En verano apenas veo la televisión. En la minúscula tele de 15 pulgadas que tenemos en la casa del pueblo, más que ver los programas, es preciso desentrañarlos. Por eso casi siempre opto por sentarme en el patio a beber gin tonics. La única ventaja de esta raquítica tele es lo útil que resulta para mantener las distancias con la programación. Eso de verlo todo pequeñito es ideal para ejercer la crítica televisiva con auténtica mala leche. Y también para comprobar que los Monty Python gozaban del don de la profecía. Aunque se quedaron cortos.

Hace poco vi un programa cuyos concursantes tenían que pasar la prueba del detector de mentiras y responder a un cuestionario verdaderamente impertinente sobre su vida privada. Luego, en el plató, les repetían las preguntas, pero esta vez delante de sus cónyuges, familiares, amigos y toda la corte celestial. Si el detector de mentiras les daba la razón, iban acumulando dinero. Pero al primer renuncio lo perdían todo. En el programa que yo vi, un joven camionero confesaba que tal vez tuviera varios hijos ilegítimos repartidos por ahí, todo ello ante su sonriente esposa, que parecía incluso complacida, no sabemos si por la virilidad del marido o por el dinerito que pensaba embolsarse a costa de las fechorías del muy pendón.
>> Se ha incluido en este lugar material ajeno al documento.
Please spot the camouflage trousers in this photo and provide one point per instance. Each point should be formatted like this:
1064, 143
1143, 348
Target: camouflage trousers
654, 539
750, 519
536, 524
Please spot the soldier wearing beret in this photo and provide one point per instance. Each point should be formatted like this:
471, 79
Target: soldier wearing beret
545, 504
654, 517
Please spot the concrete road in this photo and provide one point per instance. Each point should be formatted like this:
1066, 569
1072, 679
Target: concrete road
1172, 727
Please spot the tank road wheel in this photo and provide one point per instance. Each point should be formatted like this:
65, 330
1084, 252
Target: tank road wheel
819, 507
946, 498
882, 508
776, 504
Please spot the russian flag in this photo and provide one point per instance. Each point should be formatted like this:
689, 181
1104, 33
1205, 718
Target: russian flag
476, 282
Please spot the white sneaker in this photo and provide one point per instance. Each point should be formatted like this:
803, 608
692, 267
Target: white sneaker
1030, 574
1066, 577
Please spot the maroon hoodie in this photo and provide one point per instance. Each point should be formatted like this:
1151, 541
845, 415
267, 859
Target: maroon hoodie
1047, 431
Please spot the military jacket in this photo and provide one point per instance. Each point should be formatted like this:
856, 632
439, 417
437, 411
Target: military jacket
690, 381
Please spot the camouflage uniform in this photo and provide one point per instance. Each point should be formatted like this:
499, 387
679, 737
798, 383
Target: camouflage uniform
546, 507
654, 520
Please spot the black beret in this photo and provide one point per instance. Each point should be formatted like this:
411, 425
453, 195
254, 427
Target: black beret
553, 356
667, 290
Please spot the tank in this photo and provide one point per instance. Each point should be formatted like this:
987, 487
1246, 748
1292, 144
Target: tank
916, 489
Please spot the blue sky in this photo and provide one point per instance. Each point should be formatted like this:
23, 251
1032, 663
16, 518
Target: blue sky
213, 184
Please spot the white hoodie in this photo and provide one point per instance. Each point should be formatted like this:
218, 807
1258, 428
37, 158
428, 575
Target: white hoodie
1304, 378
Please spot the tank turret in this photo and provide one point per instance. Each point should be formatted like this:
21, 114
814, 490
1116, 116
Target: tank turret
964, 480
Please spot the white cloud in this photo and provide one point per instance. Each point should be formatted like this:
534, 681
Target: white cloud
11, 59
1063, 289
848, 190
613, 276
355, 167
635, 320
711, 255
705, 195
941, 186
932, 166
El problema fue cuando le preguntaron si estaba enamorado de su mujer y contestó que sí, y después de la publicidad todos supimos que no, que era mentira, según el detector. Vaya cara se le quedó a su santa. Menuda catarsis, amigos.

Pero son aún peores esos programas que disfrazan su bazofia de servicio público, y me refiero concretamente al de Mercedes Milá, dignísima sucesora de Javier Sardá en sus momentos más cochambrosos. La cosa iba de pederastas y de internet. El gancho era una «redactora» del programa, canija y poco desarrollada ella, que se hacía pasar por una niña de 13 años. A través de un chat entraba en contacto con cierto menorero al que ponía más caliente que una estufa. Sin acabar de creerse su buena suerte, el tipo lograba convencer a la presunta lolita para conocerse en persona. Se encuentran en un parque, ella vestida de colegiala. El babeante adulto trata de seducirla con una retórica bastante pedestre. Y todo esto se graba con cámara oculta mientras la justiciera Milá aguarda apostada en las inmediaciones. En cierto momento, el menorero invita a la colegiala a irse con él a un hotel. Entonces la intrépida Milá clama «¡Ya está bien!», y salta de su escondrijo. Mientras la colegiala pone pies en polvorosa, la periodista se planta ante el monstruo y lo increpa: «¿No te da vergüenza? ¡Pedazo de degenerado!».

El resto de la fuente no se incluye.